For-profit companies are also eager to enter this market. Clear, a US security company that uses biometric data to confirm people’s identities at airports and other venues, is now documenting negative coronavirus tests for sports teams with its Health Pass app and has plans to validate immunizations when they become available (https://clearme.com/healthpass). Besides airports, Clear already operates at large sports arenas in the US. I’ve used it myself for expedited security clearance at baseball games in Washington, DC.

You can see where all this is heading. The availability of secure digital health credentials could speed reopening of offices, schools, and businesses. In the name of health security, we will evolve into a two class society: people who can document their covid immunity with an app, and those who can’t. But what if you don’t have a mobile phone? Or you don’t have a good internet connection? Or the app isn’t working for you? As long as you’ve got the magic ticket you get express entry onto your flight, into your office, to the football game, and maybe soon into the local pub. If not, you’re out of luck.
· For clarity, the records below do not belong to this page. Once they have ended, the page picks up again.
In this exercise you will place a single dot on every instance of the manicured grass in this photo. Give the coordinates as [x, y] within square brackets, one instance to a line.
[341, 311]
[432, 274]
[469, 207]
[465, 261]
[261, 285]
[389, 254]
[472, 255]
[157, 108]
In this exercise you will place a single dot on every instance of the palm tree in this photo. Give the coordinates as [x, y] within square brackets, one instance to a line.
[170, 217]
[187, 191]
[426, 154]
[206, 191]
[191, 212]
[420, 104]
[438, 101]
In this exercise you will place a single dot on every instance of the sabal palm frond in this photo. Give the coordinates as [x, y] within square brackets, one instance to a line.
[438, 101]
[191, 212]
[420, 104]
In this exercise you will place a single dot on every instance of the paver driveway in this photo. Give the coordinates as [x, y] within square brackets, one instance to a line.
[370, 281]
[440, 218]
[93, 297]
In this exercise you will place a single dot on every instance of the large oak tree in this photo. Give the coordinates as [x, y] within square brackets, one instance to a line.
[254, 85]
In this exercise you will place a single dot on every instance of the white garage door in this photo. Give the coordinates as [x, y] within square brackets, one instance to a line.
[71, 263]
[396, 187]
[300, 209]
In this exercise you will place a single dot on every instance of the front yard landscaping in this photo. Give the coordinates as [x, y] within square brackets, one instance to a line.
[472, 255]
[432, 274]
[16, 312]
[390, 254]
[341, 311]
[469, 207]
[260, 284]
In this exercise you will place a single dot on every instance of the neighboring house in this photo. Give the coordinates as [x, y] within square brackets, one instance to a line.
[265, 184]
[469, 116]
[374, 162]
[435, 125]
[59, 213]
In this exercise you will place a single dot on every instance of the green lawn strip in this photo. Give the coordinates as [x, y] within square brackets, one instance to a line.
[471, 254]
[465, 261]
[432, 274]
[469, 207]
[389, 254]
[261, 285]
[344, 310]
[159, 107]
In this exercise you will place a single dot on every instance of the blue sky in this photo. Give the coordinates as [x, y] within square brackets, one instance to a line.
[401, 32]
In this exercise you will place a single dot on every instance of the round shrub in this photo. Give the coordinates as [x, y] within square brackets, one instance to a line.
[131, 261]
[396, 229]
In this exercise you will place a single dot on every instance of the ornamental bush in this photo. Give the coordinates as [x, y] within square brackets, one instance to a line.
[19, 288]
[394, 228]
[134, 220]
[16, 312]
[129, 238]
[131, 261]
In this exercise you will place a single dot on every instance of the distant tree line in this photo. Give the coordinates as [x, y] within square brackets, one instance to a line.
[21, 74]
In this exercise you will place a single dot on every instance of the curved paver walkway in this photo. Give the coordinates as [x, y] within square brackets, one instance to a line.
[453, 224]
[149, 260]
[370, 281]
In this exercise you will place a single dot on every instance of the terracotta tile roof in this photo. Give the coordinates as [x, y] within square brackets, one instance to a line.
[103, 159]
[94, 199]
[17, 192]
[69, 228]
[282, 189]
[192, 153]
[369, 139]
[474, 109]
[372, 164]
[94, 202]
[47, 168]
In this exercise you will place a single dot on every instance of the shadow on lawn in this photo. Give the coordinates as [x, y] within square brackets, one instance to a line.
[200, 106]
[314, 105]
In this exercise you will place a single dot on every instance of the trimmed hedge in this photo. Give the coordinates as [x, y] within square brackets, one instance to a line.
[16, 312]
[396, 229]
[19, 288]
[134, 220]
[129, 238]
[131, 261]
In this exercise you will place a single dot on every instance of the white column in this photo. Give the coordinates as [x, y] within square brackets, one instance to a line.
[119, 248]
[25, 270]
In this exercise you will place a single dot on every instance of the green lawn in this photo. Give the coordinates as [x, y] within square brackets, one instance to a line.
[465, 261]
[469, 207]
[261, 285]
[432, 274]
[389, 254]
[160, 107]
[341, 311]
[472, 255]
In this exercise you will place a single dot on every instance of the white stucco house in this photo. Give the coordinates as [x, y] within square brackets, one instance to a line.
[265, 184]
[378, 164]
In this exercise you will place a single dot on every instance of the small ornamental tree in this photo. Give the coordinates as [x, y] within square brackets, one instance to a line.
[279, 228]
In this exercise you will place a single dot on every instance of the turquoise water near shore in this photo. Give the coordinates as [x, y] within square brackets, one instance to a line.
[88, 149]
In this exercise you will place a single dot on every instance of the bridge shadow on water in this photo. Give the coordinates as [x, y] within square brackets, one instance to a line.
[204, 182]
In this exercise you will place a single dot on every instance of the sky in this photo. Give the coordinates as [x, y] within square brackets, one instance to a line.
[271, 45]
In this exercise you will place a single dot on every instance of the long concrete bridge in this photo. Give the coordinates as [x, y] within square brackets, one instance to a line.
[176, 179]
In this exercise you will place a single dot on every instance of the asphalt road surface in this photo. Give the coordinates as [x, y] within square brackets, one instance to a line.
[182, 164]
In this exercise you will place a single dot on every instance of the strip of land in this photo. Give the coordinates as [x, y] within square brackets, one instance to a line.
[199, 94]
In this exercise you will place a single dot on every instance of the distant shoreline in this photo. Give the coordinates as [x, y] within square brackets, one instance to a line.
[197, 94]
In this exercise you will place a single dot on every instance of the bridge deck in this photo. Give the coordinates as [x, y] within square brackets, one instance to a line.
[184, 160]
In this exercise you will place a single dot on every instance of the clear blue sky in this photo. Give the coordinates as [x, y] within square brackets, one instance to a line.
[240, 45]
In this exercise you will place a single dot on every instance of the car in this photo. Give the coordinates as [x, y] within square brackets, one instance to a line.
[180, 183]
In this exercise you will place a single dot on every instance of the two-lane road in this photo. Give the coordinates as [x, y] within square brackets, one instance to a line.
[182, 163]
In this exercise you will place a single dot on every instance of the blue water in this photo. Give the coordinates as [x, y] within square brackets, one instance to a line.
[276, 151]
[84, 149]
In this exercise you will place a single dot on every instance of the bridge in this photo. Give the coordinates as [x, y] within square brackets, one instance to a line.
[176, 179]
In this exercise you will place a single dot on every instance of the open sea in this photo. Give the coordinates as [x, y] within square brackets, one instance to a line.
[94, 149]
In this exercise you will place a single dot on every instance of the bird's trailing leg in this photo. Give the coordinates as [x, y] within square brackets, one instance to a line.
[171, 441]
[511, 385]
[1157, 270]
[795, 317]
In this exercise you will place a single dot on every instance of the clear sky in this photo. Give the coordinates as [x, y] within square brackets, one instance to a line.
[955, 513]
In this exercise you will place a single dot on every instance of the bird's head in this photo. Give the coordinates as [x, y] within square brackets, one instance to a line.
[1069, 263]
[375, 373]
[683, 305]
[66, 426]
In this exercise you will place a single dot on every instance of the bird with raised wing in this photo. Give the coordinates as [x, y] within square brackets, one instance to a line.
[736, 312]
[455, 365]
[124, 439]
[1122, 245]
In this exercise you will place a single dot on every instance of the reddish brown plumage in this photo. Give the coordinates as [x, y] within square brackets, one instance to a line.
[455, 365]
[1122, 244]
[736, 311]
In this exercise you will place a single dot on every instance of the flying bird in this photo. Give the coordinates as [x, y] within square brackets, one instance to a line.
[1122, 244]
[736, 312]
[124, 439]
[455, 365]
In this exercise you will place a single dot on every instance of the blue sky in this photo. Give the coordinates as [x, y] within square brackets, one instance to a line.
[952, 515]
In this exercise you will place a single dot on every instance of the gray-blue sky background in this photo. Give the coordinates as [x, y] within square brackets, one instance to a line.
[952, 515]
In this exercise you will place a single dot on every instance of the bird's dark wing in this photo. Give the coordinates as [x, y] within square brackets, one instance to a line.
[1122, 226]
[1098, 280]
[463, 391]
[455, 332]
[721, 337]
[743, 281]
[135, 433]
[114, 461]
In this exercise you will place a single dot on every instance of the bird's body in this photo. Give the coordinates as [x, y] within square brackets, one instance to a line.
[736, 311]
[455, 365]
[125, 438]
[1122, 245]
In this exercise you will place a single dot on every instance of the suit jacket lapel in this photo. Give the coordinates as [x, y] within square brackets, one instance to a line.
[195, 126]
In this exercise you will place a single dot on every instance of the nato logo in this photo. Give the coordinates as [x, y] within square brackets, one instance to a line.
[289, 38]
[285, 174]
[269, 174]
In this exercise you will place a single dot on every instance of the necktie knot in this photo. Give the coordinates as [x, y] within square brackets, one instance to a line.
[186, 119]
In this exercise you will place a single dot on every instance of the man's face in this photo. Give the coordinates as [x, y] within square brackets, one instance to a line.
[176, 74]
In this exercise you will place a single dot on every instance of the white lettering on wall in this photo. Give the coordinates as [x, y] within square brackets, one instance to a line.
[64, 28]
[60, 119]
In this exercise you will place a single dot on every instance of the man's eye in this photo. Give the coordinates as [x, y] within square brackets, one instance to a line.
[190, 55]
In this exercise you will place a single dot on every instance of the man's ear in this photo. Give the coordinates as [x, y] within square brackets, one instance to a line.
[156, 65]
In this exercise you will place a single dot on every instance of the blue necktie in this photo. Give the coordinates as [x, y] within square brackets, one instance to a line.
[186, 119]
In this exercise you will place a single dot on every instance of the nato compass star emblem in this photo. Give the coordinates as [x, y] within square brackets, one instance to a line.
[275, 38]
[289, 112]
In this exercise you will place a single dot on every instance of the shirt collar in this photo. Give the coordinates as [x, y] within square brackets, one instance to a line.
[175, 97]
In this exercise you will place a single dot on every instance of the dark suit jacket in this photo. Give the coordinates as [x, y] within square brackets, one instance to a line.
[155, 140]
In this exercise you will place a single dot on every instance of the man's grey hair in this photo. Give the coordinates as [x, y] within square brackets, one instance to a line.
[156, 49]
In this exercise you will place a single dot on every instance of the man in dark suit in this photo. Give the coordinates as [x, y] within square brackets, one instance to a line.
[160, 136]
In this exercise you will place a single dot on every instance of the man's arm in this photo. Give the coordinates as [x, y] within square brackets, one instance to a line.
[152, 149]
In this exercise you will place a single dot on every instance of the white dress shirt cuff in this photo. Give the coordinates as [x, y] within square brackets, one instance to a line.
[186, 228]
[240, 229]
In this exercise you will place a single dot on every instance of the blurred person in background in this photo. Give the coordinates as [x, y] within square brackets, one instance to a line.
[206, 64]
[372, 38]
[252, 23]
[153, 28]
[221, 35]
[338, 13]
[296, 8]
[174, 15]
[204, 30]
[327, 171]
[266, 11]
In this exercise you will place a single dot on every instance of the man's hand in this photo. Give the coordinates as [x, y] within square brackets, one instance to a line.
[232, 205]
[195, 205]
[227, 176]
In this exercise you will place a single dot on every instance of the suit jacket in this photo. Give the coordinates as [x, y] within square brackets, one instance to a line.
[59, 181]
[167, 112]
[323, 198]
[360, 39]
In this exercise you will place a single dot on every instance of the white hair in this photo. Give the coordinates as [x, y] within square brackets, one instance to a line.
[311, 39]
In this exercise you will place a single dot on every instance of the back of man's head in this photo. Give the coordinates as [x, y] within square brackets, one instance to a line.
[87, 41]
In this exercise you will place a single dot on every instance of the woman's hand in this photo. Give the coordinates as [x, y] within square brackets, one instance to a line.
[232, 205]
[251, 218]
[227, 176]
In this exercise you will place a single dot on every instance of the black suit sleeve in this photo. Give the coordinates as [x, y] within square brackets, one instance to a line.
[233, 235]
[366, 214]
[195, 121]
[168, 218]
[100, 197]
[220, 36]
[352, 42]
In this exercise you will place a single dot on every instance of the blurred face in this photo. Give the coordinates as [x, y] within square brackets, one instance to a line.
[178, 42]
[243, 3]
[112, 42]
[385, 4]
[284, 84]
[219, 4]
Civil liberties advocates are starting to express concerns about the implications of immunity apps.1 The private companies—non-profit or for-profit— producing these apps are outside government control or verification. It is not hard to imagine possible bad outcomes from a future split between haves and have-nots: perhaps denial of access to public transportation, decreased job opportunities, and even housing discrimination.

Immunity apps seem to be a great idea in need of serious regulation. I would feel a lot better about them if some government agencies or WHO were leading this activity.